GSPureLearnableInputLayer

class graphstorm.model.GSPureLearnableInputLayer(g, embed_size, use_wholegraph_sparse_emb=False)

Bases: GSNodeInputLayer

The node encoder input layer for heterogeneous graphs

that uses learnable embeddings for every node.

New in version 0.4.2: Add GSPureLearnableInputLayer in v0.4.2 to support Knowledge graph embedding training.

Parameters

g: DistGraph

The input DGL distributed graph.

embed_sizeint

The output embedding size.

use_wholegraph_sparse_embbool

Whether or not to use WholeGraph to host embeddings for sparse updates. Default: False.

Examples:

from graphstorm.model import GSgnnNodeModel, GSPureLearnableInputLayer
from graphstorm.dataloading import GSgnnData

np_data = GSgnnData(...)

model = GSgnnNodeModel(alpha_l2norm=0)
encoder = GSPureLearnableInputLayer(g,
                                    embed_size=4)
model.set_node_input_encoder(encoder)
forward(input_feats, input_nodes)

Input layer forward computation.

Parameters

input_feats: dict of Tensor

The input features in the format of {ntype: feats}. Note: will be ignored

input_nodes: dict of Tensor

The input node indexes in the format of {ntype: indexes}.

Returns

embs: dict of Tensor

The projected node embeddings in the format of {ntype: emb}.

require_cache_embed()

Whether to cache the embeddings for inference.

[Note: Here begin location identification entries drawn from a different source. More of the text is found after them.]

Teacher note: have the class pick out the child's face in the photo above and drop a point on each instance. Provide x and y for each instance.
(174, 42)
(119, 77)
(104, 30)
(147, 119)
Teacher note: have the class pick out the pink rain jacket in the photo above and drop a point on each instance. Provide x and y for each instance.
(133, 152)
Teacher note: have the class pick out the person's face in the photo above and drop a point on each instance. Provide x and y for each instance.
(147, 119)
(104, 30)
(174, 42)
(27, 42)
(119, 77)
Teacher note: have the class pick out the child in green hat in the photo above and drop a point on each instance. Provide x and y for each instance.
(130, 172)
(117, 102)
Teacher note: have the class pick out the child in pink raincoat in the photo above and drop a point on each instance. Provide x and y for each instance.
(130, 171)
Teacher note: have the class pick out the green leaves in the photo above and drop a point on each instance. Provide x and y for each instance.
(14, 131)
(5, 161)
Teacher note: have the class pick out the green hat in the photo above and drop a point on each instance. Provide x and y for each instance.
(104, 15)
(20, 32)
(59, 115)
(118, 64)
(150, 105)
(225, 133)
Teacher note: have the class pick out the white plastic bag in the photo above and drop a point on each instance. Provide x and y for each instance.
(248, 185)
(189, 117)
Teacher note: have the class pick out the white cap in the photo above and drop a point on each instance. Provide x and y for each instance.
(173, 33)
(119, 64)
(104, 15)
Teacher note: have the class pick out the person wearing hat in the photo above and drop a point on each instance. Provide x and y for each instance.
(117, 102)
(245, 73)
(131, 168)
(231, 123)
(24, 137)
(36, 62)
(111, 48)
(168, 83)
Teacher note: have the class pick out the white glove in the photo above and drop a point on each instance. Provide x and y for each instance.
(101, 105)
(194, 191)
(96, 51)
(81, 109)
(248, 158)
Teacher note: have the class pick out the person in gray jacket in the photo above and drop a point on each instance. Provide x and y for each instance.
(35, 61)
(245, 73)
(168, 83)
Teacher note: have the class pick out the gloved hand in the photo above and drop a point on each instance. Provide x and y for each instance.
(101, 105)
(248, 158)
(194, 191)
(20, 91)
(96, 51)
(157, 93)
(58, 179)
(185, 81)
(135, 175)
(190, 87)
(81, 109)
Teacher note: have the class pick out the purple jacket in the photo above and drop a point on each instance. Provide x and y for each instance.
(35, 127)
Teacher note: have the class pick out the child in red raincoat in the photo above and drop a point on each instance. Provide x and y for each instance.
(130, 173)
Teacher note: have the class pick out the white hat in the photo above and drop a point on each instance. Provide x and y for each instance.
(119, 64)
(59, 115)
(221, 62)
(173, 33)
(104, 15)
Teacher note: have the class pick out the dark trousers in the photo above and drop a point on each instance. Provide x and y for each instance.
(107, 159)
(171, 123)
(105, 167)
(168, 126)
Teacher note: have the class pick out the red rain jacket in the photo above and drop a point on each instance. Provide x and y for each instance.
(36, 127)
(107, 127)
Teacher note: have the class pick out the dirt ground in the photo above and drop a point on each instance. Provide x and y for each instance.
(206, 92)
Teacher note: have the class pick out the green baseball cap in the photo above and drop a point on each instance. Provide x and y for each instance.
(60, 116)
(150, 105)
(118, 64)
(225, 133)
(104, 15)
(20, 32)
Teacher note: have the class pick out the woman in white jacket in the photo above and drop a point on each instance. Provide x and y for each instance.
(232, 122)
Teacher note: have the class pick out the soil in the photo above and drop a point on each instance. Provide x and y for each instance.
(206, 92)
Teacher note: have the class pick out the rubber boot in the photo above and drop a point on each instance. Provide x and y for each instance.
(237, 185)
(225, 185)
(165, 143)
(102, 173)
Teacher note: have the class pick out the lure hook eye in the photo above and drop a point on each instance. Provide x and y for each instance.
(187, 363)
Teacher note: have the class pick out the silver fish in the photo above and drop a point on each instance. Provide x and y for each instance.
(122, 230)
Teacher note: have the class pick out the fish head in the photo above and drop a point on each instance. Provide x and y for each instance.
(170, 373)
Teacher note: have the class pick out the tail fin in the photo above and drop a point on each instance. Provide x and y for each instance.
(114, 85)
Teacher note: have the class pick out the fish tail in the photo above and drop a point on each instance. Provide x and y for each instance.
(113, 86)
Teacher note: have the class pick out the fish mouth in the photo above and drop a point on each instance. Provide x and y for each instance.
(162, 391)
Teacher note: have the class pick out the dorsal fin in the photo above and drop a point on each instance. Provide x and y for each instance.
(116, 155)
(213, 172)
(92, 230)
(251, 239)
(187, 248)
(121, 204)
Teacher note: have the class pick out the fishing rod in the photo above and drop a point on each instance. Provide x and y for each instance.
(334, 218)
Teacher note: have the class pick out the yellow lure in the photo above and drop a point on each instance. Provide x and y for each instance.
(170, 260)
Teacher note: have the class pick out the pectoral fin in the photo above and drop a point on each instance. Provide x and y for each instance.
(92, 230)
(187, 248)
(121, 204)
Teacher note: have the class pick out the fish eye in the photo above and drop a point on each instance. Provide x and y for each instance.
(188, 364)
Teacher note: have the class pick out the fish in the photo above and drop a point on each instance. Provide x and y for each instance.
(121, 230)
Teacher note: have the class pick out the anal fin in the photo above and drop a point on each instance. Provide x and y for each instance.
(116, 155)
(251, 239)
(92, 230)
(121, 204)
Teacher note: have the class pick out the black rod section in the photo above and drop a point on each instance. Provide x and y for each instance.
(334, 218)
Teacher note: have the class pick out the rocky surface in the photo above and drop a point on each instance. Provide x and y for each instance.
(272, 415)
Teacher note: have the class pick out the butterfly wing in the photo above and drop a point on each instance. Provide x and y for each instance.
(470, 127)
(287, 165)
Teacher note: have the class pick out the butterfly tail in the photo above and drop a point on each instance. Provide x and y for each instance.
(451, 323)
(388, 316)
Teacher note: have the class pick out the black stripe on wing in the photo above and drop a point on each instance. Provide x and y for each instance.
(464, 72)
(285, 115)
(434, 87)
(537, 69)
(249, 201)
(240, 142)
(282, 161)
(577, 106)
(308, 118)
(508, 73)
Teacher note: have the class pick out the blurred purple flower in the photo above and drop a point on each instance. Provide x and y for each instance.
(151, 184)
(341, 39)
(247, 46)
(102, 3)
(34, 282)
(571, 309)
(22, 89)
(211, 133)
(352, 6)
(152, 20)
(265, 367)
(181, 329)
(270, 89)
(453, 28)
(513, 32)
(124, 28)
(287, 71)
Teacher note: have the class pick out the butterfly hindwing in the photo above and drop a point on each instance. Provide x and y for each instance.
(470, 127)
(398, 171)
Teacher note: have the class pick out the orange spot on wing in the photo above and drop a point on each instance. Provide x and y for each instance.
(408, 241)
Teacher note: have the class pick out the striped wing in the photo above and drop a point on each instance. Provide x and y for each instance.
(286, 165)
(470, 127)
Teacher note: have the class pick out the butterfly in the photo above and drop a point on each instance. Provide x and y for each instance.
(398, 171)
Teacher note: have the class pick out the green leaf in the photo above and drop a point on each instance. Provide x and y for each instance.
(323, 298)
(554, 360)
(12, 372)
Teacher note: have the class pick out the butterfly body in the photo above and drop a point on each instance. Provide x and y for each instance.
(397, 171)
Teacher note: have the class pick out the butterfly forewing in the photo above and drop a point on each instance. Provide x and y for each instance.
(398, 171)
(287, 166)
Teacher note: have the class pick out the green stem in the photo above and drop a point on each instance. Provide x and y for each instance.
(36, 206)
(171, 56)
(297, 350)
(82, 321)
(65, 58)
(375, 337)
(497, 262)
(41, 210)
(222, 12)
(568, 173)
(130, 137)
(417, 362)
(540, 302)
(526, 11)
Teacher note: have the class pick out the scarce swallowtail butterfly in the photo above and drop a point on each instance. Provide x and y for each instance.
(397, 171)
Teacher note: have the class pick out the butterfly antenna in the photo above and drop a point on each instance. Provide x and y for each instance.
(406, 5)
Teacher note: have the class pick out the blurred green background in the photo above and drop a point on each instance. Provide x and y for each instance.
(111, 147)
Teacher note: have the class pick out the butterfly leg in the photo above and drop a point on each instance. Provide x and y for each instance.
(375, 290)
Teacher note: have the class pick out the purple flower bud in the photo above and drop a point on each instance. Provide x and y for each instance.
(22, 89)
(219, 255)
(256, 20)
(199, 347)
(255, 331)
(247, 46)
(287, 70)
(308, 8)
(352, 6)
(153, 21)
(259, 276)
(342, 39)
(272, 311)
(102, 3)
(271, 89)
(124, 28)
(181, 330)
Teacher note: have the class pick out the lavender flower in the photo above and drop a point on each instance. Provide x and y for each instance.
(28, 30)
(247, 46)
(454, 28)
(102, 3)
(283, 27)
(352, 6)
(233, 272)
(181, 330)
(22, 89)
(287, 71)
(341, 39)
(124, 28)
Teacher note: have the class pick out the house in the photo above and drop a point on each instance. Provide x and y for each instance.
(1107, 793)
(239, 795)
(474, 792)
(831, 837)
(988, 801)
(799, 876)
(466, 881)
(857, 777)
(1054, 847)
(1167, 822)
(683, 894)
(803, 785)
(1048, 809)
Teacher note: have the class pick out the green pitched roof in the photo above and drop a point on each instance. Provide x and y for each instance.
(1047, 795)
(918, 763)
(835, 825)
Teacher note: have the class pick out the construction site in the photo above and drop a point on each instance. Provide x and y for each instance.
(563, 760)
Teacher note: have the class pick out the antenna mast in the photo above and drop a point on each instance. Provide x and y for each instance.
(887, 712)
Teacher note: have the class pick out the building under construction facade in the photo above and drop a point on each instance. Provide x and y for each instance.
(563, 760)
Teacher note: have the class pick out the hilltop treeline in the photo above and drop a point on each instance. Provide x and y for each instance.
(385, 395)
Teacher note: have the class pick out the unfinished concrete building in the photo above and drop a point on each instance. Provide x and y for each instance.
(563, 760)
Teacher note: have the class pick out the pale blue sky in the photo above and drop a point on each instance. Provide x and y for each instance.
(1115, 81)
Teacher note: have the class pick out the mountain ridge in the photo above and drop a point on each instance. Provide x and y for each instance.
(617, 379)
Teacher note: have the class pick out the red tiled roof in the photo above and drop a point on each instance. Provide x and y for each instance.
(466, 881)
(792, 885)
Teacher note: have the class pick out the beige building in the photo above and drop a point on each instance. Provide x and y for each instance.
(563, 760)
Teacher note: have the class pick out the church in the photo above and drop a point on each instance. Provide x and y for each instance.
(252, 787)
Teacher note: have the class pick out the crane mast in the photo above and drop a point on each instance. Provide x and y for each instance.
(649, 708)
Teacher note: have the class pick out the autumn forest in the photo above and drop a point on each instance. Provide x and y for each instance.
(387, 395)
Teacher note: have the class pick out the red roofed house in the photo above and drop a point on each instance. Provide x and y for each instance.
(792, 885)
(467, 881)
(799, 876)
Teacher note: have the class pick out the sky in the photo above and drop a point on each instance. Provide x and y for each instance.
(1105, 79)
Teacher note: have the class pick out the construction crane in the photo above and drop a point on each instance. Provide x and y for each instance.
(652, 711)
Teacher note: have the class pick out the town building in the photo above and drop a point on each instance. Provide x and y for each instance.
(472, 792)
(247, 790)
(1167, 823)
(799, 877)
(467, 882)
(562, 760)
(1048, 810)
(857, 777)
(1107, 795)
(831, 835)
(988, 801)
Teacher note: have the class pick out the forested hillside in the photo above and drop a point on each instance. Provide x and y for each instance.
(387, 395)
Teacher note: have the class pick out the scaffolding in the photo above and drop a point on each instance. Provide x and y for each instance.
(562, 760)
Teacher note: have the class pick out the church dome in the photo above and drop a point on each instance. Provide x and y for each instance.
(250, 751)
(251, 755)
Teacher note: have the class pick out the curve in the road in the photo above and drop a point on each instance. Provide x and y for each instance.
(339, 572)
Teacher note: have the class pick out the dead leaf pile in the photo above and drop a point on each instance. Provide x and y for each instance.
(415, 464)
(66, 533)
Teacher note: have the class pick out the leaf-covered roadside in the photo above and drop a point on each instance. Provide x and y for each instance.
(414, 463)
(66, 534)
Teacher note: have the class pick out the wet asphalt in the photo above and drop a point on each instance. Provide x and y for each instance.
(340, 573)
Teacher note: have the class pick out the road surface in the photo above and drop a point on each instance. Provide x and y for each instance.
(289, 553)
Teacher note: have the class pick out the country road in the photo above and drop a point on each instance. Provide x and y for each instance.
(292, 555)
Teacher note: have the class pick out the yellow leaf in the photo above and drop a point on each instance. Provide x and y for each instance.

If the input layer encoder includes heavy computations, such as BERT computations, it should return True and the inference engine will cache the embeddings from the input layer encoder.

Returns

bool : True if we need to cache the embeddings for inference.

get_sparse_params()

Get the sparse parameters of this input layer.

This function is normally called by optimizers to update sparse model parameters, i.e., learnable node embeddings.

Returns

list of Tensors: the sparse embeddings, or empty list if no sparse parameters.

property in_dims

Do not accept input features.

property out_dims

Return the number of output dimensions, which is given in class initialization.

property use_wholegraph_sparse_emb

Return whether or not to use WholeGraph to host embeddings for sparse updates, which is given in class initialization.